Tons of money, wanton waste
China is awash with capital. But a sizable hunk of it is going into vanity projects, real estate speculation and unprofitable expansions of capacity in already unprofitable industries. Is China wasting so much capital that it puts the country's future at risk?
How much capital does China have to invest in building its future?
The government's foreign-exchange reserve -- the result of the country's huge trade surplus with the rest of the world -- stands at more than $1 trillion. Direct investment in China from other nations came to $111 billion in 2006. The country's famously high individual savings rate, estimated at about 16% of gross domestic product by the World Bank in 2006, has stocked banks with $4 trillion in deposits. Chinese corporations are actually saving even more than individuals, about 22% of GDP, according to the World Bank. The Chinese government actually shows a surplus, kicking in savings equal to 6% of GDP to the national pot of capital.
But China doesn't always spend that capital wisely. In recent years, stories of vast amounts of capital poured into wasteful vanity or speculative projects have grown increasingly common.

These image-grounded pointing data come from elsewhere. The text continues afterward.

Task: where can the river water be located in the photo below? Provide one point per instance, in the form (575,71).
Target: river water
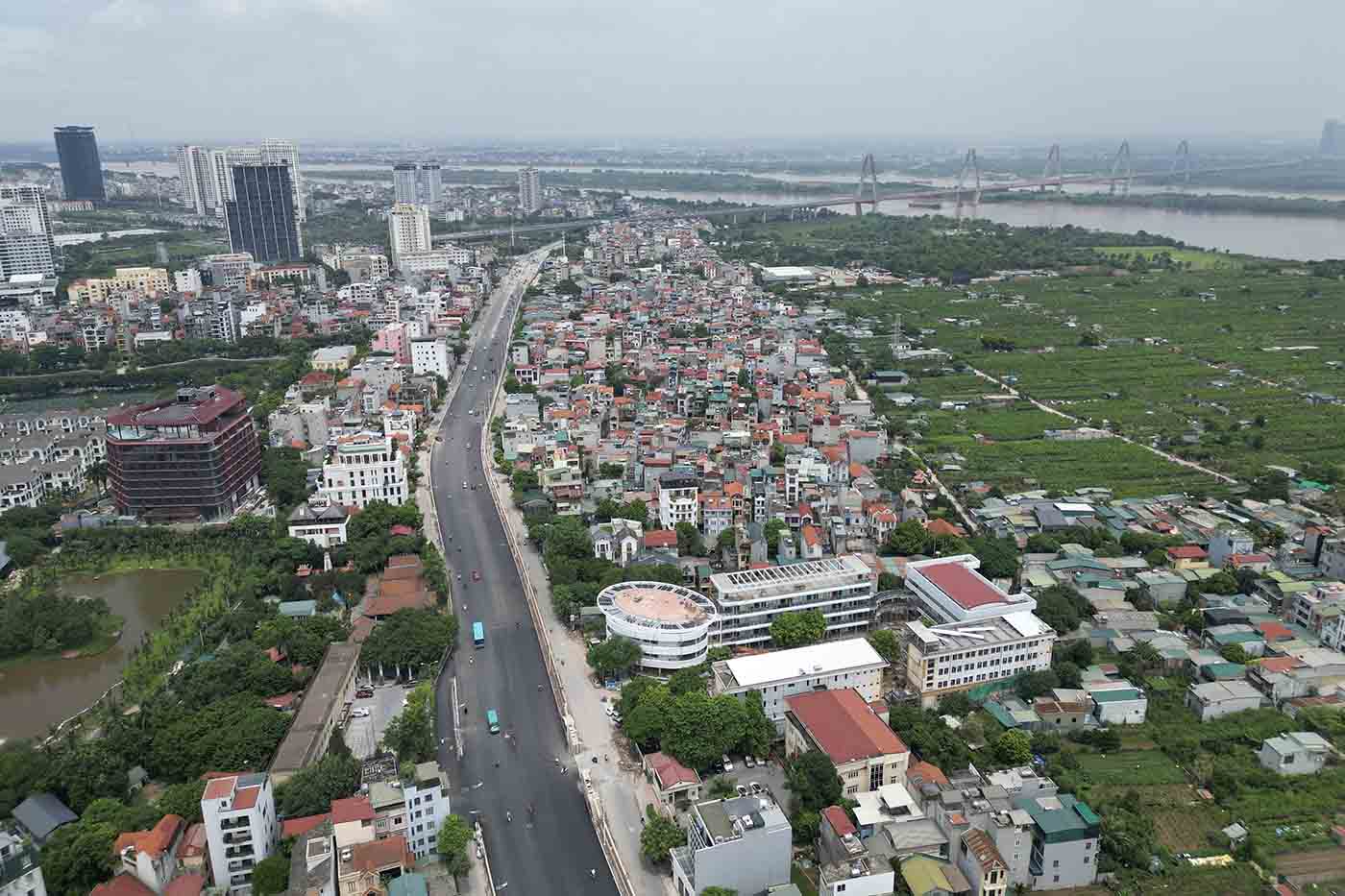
(1294,237)
(40,693)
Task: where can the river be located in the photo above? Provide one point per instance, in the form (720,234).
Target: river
(40,693)
(1294,237)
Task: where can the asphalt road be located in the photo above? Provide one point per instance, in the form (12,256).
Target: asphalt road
(553,851)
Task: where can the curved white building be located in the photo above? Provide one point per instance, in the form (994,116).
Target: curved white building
(670,623)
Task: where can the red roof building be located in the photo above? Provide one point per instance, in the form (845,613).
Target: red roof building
(843,725)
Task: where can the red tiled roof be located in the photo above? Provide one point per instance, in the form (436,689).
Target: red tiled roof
(219,787)
(672,772)
(840,822)
(246,797)
(299,826)
(661,539)
(382,855)
(121,885)
(961,584)
(844,725)
(185,885)
(352,809)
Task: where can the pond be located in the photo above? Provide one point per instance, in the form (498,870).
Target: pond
(40,693)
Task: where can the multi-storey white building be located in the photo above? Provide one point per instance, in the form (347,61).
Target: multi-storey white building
(528,191)
(407,230)
(241,828)
(670,623)
(365,469)
(427,808)
(197,181)
(429,355)
(19,871)
(749,599)
(678,500)
(779,674)
(26,245)
(942,660)
(950,590)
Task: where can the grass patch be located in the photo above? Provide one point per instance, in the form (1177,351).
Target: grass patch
(1132,768)
(1194,258)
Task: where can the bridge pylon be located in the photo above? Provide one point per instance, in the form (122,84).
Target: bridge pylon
(1181,166)
(1052,170)
(970,164)
(868,171)
(1122,170)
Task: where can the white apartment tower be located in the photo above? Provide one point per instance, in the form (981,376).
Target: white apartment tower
(429,355)
(362,470)
(528,191)
(26,244)
(241,828)
(407,230)
(404,183)
(198,183)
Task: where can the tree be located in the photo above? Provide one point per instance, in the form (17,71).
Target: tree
(908,539)
(998,556)
(797,628)
(685,681)
(454,833)
(814,782)
(659,837)
(313,788)
(410,734)
(1035,684)
(1062,607)
(614,657)
(1013,747)
(271,876)
(759,731)
(182,799)
(887,643)
(689,543)
(77,858)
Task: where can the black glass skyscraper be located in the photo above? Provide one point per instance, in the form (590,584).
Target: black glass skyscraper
(81,168)
(261,215)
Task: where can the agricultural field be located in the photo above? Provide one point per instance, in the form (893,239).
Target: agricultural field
(1212,365)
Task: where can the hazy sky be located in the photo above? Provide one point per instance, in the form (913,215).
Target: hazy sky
(451,71)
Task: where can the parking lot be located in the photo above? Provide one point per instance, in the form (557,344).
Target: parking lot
(362,735)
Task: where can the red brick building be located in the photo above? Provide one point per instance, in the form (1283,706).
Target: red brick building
(195,455)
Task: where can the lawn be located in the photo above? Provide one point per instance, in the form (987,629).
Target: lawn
(1214,365)
(1196,258)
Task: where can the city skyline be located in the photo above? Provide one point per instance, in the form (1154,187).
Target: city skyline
(1035,67)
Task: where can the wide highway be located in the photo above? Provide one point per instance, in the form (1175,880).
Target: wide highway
(551,849)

For example, the government in Beijing ousted Shanghai Mayor Chen Liangyu last year, charging that city money was being used to fund "private" construction projects, such as using city pension money to build a 60-story Marriott hotel with a Ferrari dealership on the ground floor and a Shanghai version of Silicon Valley that combines high-tech office space with luxury apartments. Chen authorized plans for a branch of France's Pompidou Centre art museum and the world's tallest Ferris wheel. The city actually built a $300 million tennis arena and a $1 billion track for Formula One auto races.

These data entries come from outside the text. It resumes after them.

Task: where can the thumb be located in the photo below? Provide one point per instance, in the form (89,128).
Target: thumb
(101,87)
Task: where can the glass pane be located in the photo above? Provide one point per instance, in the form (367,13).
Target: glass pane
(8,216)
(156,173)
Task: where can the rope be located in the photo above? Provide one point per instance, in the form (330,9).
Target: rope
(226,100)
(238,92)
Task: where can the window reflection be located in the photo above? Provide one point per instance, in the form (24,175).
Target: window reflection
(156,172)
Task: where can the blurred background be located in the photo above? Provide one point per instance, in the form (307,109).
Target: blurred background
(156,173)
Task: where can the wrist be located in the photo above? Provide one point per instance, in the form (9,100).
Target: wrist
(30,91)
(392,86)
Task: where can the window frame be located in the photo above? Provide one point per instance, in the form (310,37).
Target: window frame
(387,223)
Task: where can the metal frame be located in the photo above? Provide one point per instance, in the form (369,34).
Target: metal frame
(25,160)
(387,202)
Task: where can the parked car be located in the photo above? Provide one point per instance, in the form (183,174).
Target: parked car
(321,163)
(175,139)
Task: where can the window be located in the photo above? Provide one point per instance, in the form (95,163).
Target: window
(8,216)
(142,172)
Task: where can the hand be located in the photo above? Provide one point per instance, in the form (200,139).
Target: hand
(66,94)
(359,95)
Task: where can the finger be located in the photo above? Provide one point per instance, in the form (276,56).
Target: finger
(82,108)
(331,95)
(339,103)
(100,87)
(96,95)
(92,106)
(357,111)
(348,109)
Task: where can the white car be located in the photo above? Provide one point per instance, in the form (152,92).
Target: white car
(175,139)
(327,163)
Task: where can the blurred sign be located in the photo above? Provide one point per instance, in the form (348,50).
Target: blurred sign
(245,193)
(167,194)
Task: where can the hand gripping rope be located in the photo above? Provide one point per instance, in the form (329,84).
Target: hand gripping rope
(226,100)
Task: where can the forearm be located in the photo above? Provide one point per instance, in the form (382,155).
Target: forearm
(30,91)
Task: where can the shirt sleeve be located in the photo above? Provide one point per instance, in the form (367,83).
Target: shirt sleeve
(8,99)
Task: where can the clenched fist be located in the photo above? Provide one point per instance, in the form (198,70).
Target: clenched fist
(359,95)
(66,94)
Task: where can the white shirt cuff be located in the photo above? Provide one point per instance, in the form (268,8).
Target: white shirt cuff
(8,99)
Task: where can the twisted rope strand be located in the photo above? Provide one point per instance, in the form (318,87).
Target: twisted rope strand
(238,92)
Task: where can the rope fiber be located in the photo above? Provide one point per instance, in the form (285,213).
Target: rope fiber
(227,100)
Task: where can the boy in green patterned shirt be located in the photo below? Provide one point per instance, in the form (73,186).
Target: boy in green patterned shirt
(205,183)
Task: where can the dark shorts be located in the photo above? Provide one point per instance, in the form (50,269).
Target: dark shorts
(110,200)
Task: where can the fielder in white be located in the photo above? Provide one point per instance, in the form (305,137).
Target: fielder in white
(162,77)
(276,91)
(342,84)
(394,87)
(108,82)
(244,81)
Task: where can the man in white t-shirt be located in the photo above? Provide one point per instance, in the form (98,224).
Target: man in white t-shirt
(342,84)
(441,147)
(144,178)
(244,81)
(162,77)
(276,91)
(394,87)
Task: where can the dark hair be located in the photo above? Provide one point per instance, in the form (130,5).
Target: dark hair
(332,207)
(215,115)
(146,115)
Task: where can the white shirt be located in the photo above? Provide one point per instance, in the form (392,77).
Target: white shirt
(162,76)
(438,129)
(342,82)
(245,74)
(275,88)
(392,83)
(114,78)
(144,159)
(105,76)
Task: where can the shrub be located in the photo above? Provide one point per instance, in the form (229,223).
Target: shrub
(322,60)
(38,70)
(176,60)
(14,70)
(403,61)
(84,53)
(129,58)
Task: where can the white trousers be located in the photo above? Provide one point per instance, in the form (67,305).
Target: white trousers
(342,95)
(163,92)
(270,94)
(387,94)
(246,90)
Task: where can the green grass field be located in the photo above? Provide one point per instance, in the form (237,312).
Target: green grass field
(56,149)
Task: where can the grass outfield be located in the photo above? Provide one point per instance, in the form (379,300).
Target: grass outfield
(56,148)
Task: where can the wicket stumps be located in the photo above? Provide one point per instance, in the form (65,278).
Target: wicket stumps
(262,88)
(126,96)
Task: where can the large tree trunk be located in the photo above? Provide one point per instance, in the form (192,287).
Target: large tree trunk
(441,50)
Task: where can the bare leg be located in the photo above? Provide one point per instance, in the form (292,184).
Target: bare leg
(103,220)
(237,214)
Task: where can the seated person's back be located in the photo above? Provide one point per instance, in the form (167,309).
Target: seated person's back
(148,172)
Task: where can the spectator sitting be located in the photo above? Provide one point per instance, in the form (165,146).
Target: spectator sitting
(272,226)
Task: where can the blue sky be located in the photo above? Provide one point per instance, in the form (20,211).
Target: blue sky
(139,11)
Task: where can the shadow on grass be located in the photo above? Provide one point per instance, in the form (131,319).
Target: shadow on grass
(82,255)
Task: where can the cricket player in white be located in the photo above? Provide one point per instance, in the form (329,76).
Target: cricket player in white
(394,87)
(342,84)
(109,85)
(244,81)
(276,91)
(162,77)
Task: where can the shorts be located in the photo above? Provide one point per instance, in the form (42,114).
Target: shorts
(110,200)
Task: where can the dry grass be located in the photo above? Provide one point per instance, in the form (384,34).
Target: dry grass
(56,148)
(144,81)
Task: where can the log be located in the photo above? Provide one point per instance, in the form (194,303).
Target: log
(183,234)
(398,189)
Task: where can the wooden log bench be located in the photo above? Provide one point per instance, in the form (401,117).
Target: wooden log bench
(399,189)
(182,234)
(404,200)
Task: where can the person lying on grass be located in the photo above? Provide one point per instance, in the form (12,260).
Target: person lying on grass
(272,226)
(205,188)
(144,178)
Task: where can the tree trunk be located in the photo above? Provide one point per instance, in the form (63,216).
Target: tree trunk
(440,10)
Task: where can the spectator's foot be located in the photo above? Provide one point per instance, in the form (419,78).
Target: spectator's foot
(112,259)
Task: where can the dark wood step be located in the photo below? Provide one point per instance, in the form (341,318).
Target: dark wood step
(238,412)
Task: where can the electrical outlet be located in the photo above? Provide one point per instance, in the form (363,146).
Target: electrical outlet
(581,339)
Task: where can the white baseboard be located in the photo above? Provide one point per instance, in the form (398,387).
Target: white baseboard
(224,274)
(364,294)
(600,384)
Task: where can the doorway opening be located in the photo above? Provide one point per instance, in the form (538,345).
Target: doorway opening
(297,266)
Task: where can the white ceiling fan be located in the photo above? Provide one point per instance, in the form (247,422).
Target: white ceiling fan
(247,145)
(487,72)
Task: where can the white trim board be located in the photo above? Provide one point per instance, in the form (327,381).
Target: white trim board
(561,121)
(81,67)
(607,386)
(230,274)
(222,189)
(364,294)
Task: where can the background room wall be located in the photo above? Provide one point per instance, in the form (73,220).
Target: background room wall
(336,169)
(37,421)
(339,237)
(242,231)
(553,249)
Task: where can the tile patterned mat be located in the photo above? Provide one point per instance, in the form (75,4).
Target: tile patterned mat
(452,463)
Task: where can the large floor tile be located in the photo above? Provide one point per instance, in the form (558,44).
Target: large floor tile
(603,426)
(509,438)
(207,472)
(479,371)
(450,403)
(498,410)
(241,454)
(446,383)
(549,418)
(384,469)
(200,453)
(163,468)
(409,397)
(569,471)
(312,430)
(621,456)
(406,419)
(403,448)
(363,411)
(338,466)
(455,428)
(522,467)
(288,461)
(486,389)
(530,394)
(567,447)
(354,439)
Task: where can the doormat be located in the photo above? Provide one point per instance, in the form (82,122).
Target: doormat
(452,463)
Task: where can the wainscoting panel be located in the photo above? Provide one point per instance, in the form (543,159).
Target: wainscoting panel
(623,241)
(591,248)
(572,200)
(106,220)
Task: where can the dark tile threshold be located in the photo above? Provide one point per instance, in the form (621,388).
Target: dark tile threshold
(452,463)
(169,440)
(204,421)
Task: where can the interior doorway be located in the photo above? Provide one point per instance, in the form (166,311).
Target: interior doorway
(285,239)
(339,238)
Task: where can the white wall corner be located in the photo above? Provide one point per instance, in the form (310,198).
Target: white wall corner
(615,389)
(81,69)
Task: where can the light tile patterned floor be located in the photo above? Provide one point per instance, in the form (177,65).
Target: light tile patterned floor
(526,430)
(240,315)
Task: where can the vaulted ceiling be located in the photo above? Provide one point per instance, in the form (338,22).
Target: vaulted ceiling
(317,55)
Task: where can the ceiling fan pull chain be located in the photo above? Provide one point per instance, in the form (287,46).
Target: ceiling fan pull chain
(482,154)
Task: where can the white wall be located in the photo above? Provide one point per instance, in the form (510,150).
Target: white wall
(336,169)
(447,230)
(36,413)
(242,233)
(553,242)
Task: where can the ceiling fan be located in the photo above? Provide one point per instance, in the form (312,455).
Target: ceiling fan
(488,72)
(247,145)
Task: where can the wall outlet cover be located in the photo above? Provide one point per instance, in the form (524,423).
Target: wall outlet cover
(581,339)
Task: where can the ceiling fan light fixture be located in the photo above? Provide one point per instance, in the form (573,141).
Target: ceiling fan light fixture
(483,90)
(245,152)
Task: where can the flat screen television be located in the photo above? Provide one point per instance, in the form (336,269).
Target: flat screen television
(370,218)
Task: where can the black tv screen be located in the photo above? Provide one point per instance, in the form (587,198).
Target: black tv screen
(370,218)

This kind of waste of capital isn't recent -- the mayor of Beijing was dismissed in 1981 for the same lavish city spending that doomed Chen -- and it's countrywide. By 2005, China's central government had spent more than $250 billion to fix the bad-debt problems at the big four national banks created when bank officials approved loans based on political connections rather than creditworthiness. There's an additional $164 billion in bad debts outstanding, the government estimated in 2006. Credit rating agency Fitch, however, puts total troubled loans at $700 billion, which could result in $220 billion in bad loan losses.